In concluding this section it is somewhat surprising that this approach, which, as mentioned above, was put forward in 1981 by Whipp et al. (38) to determine mean response time and efficiency in cycling, at least to the authors' knowledge, was never applied to assess the energy cost of treadmill running.

## CONCLUSIONS

The above reported results and considerations show that the energy cost of running can be estimated from the slope of the V̇o_{2} vs. speed relationship during incremental running tests, albeit with a grain of salt, because of the many assumptions discussed above and provided that, within each running step the single breath V̇o_{2} values be averaged over homologous time periods, and neglecting the initial 10–15 s of each speed step.

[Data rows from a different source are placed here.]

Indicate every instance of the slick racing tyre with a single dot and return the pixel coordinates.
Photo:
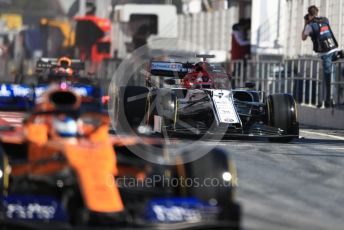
(282, 113)
(130, 106)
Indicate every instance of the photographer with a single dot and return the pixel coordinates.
(325, 44)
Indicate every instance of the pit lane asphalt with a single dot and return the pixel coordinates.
(299, 185)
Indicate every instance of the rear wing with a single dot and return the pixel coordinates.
(48, 63)
(168, 69)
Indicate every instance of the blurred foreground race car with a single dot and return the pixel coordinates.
(62, 169)
(197, 99)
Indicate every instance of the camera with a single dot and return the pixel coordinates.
(338, 55)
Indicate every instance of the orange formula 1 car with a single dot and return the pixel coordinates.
(63, 169)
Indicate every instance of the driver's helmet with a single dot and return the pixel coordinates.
(65, 126)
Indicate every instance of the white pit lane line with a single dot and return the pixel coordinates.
(323, 135)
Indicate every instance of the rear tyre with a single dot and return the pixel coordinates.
(130, 105)
(282, 113)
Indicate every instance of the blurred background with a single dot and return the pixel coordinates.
(104, 31)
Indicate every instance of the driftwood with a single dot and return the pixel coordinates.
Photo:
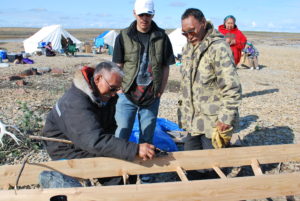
(258, 186)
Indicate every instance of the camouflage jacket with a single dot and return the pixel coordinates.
(210, 87)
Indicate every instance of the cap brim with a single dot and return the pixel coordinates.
(144, 11)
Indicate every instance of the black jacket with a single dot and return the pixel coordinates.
(79, 117)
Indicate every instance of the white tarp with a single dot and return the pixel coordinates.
(177, 40)
(51, 34)
(110, 38)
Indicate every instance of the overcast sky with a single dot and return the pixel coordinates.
(254, 15)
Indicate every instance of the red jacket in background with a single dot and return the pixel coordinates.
(240, 39)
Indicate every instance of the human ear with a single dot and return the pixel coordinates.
(97, 78)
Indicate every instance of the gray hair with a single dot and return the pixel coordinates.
(109, 67)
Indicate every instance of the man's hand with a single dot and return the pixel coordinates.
(232, 42)
(221, 135)
(222, 127)
(146, 151)
(228, 40)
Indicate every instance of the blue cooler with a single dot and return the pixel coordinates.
(3, 54)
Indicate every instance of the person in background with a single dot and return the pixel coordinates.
(49, 50)
(251, 53)
(210, 87)
(144, 52)
(64, 44)
(85, 116)
(234, 37)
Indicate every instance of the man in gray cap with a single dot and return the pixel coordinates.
(144, 52)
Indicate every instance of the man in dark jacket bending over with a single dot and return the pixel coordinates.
(85, 115)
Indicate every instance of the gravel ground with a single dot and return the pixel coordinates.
(269, 111)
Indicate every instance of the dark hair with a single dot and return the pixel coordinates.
(196, 13)
(108, 66)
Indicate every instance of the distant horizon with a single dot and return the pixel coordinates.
(161, 27)
(258, 16)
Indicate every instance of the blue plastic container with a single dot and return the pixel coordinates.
(3, 54)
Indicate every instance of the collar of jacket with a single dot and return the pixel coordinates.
(155, 31)
(211, 36)
(83, 80)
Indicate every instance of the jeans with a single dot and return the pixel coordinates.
(125, 116)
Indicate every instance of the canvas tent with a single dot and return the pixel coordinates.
(107, 37)
(177, 41)
(99, 40)
(52, 34)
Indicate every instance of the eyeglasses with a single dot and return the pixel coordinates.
(111, 88)
(189, 32)
(145, 14)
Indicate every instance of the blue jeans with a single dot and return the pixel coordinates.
(125, 116)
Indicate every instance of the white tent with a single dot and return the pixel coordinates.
(51, 34)
(110, 38)
(177, 40)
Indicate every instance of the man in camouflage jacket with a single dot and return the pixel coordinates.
(210, 88)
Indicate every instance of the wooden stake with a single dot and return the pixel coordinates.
(181, 174)
(255, 167)
(219, 172)
(49, 139)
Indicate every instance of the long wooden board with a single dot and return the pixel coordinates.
(242, 188)
(187, 160)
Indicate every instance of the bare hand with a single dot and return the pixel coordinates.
(222, 127)
(146, 151)
(228, 40)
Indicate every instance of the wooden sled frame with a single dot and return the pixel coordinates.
(250, 187)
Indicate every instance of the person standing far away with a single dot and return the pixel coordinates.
(234, 37)
(210, 88)
(144, 52)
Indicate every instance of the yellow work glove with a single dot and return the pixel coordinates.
(221, 139)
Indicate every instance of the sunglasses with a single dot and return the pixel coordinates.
(144, 14)
(111, 88)
(189, 32)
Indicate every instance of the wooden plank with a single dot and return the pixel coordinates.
(219, 172)
(125, 178)
(242, 188)
(102, 167)
(181, 174)
(256, 168)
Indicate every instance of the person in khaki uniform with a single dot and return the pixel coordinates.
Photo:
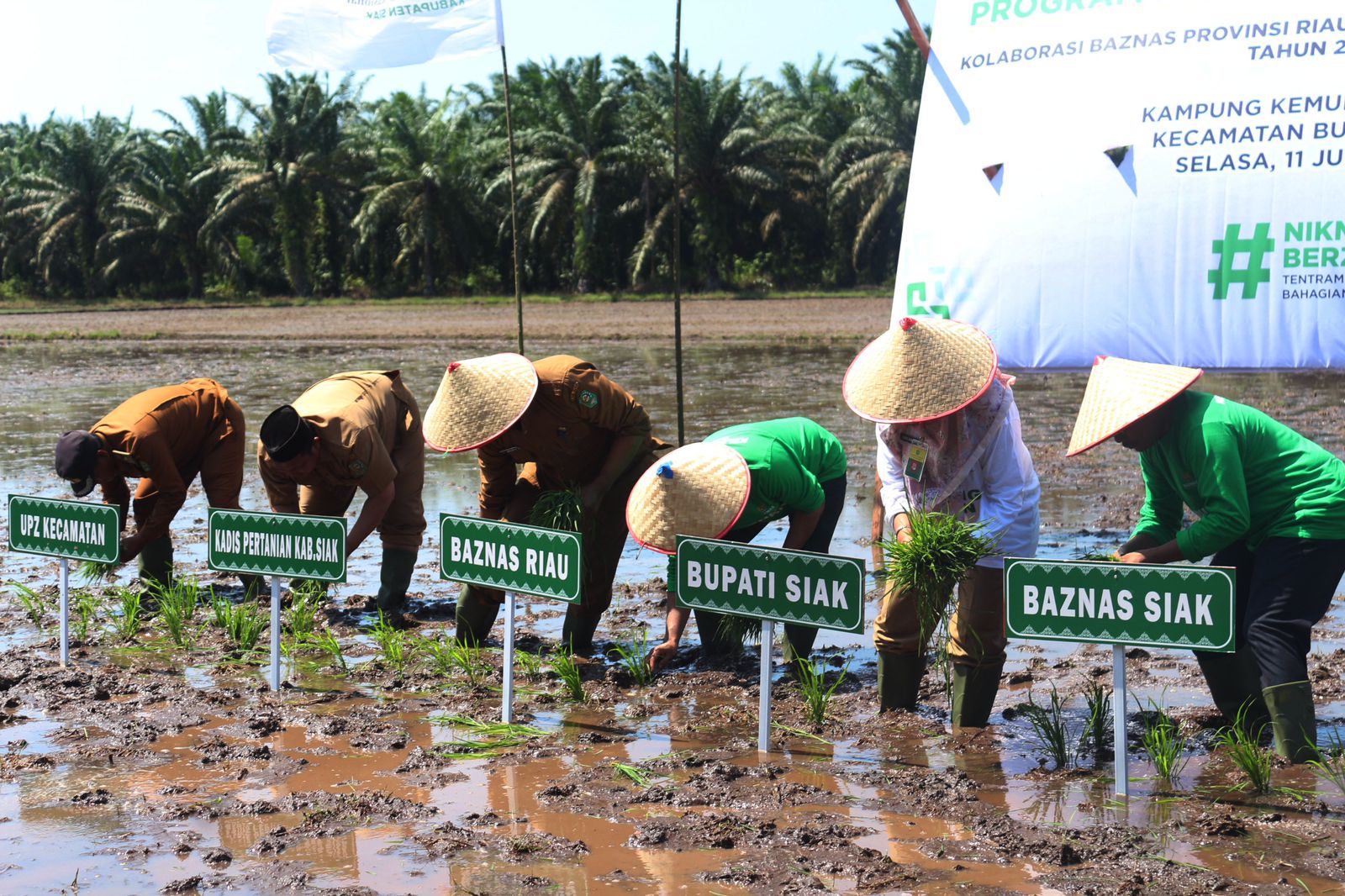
(163, 436)
(354, 430)
(950, 440)
(565, 424)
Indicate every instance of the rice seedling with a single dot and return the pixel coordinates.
(1244, 750)
(92, 572)
(568, 670)
(634, 774)
(1331, 763)
(558, 509)
(394, 643)
(1048, 723)
(817, 694)
(127, 623)
(242, 623)
(632, 656)
(1098, 724)
(450, 656)
(34, 604)
(1165, 743)
(490, 739)
(942, 549)
(326, 643)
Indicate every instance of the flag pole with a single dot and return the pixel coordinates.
(677, 222)
(513, 197)
(916, 29)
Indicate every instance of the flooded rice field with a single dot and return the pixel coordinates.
(154, 767)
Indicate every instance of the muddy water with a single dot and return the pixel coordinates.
(140, 837)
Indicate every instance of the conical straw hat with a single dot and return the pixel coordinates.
(697, 490)
(477, 400)
(1120, 393)
(921, 369)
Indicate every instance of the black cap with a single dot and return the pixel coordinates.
(286, 434)
(77, 455)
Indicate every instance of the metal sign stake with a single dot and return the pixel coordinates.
(508, 700)
(65, 613)
(1118, 705)
(764, 708)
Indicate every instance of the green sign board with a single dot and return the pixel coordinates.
(71, 529)
(529, 560)
(1152, 606)
(763, 582)
(277, 544)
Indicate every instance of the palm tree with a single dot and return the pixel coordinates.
(871, 165)
(65, 201)
(299, 170)
(425, 197)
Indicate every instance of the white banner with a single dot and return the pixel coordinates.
(1160, 179)
(380, 34)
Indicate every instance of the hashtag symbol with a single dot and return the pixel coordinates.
(1255, 273)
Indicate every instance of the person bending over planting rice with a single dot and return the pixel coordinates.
(573, 430)
(1270, 503)
(731, 486)
(356, 430)
(950, 441)
(163, 436)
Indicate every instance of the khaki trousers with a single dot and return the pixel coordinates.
(977, 629)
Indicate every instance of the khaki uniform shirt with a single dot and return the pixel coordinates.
(568, 430)
(356, 417)
(161, 435)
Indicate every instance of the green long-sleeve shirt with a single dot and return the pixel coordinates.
(1246, 475)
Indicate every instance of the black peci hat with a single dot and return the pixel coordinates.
(286, 434)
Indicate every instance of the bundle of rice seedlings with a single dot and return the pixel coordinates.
(941, 552)
(558, 509)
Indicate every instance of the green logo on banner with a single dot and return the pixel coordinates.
(1105, 603)
(1251, 275)
(529, 560)
(277, 544)
(762, 582)
(71, 529)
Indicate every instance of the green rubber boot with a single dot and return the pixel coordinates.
(1234, 681)
(899, 680)
(155, 564)
(1295, 720)
(974, 690)
(475, 616)
(394, 577)
(578, 631)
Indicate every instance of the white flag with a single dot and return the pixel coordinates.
(380, 34)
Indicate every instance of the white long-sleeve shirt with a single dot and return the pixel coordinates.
(1008, 485)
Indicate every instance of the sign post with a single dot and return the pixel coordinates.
(276, 546)
(773, 586)
(529, 560)
(1121, 604)
(69, 530)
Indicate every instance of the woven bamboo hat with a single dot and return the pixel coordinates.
(1120, 393)
(477, 400)
(921, 369)
(697, 490)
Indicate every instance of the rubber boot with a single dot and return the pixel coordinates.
(475, 616)
(974, 690)
(578, 631)
(1295, 720)
(155, 564)
(899, 680)
(394, 577)
(1234, 681)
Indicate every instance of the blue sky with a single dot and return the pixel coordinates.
(78, 57)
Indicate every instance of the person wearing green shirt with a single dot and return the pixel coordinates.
(1269, 502)
(731, 486)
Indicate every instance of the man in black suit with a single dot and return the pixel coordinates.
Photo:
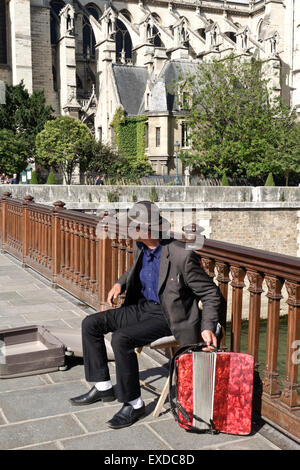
(163, 289)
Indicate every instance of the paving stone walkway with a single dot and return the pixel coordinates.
(35, 412)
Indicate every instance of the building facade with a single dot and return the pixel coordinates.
(92, 58)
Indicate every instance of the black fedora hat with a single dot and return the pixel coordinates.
(142, 217)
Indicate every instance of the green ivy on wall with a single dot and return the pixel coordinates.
(130, 135)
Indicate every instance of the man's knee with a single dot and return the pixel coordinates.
(120, 341)
(91, 323)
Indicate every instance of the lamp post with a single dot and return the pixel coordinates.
(176, 148)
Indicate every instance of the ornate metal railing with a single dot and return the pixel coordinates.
(63, 246)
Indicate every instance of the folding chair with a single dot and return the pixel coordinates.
(167, 342)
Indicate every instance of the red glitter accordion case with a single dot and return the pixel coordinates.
(214, 391)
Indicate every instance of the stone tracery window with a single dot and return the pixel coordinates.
(153, 36)
(56, 7)
(126, 14)
(3, 43)
(123, 43)
(88, 36)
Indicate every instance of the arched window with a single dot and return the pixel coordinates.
(153, 36)
(156, 17)
(3, 44)
(201, 32)
(88, 37)
(56, 6)
(231, 35)
(126, 14)
(123, 43)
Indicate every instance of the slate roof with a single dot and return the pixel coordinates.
(131, 84)
(173, 72)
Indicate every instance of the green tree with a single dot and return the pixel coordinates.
(13, 152)
(100, 160)
(34, 179)
(233, 119)
(224, 181)
(25, 114)
(270, 180)
(51, 178)
(63, 144)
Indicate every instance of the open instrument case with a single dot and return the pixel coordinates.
(37, 349)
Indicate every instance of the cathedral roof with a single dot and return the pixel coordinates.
(131, 83)
(172, 73)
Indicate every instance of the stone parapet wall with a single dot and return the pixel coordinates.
(249, 216)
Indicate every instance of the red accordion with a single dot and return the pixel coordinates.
(214, 390)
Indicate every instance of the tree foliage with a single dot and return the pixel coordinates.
(236, 123)
(34, 178)
(24, 114)
(13, 152)
(63, 144)
(51, 178)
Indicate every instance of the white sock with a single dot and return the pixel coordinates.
(137, 403)
(102, 386)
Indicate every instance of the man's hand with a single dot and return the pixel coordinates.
(210, 339)
(114, 292)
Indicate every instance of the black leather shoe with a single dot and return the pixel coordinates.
(93, 396)
(126, 416)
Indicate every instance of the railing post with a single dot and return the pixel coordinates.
(26, 228)
(223, 281)
(270, 374)
(237, 283)
(4, 219)
(104, 267)
(255, 289)
(289, 395)
(56, 241)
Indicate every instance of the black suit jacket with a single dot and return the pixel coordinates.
(182, 283)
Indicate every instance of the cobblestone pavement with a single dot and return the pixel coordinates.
(35, 412)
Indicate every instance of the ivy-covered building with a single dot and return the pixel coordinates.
(94, 57)
(148, 119)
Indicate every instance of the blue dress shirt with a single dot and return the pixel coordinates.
(149, 274)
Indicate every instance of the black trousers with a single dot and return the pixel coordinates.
(132, 326)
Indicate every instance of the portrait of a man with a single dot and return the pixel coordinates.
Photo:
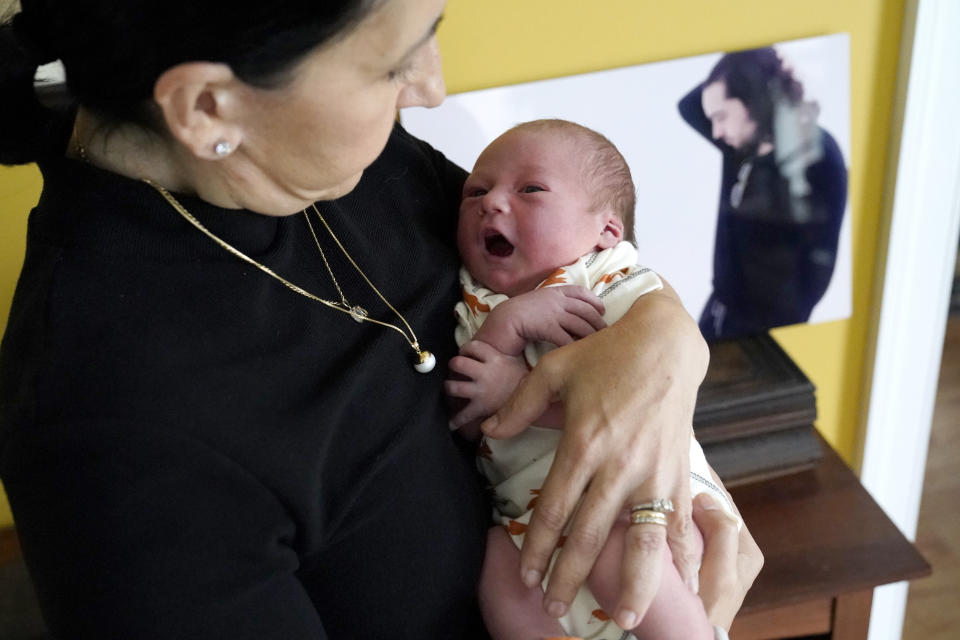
(782, 196)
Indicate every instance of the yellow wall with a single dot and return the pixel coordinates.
(19, 191)
(492, 42)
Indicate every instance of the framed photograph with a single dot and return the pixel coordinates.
(740, 161)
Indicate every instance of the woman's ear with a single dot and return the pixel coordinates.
(192, 97)
(612, 231)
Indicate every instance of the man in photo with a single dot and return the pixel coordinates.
(782, 195)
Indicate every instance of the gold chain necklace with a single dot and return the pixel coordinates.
(424, 362)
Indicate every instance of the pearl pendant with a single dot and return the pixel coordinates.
(426, 362)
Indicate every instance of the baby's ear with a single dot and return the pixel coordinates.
(612, 231)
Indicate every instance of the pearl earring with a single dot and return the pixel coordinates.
(223, 149)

Finally, it should be pointed out that the approach described above can be applied only to treadmill running, in which case the speed changes are not associated with any acceleration of the runner's body whose position does not change in a frame of reference centred on the ground. At variance with treadmill running, when running on the terrain, any speed change, be it stepwise or continuous, leads to a proportional acceleration of the runner. During the acceleration phase, the energy cost of running is larger than running at a constant speed by an amount that depends on the acceleration itself (13). Therefore, since the assumption of the constancy of Cr, independent of the speed, is not tenable during accelerated running, the present approach can be meaningfully applied to treadmill running only.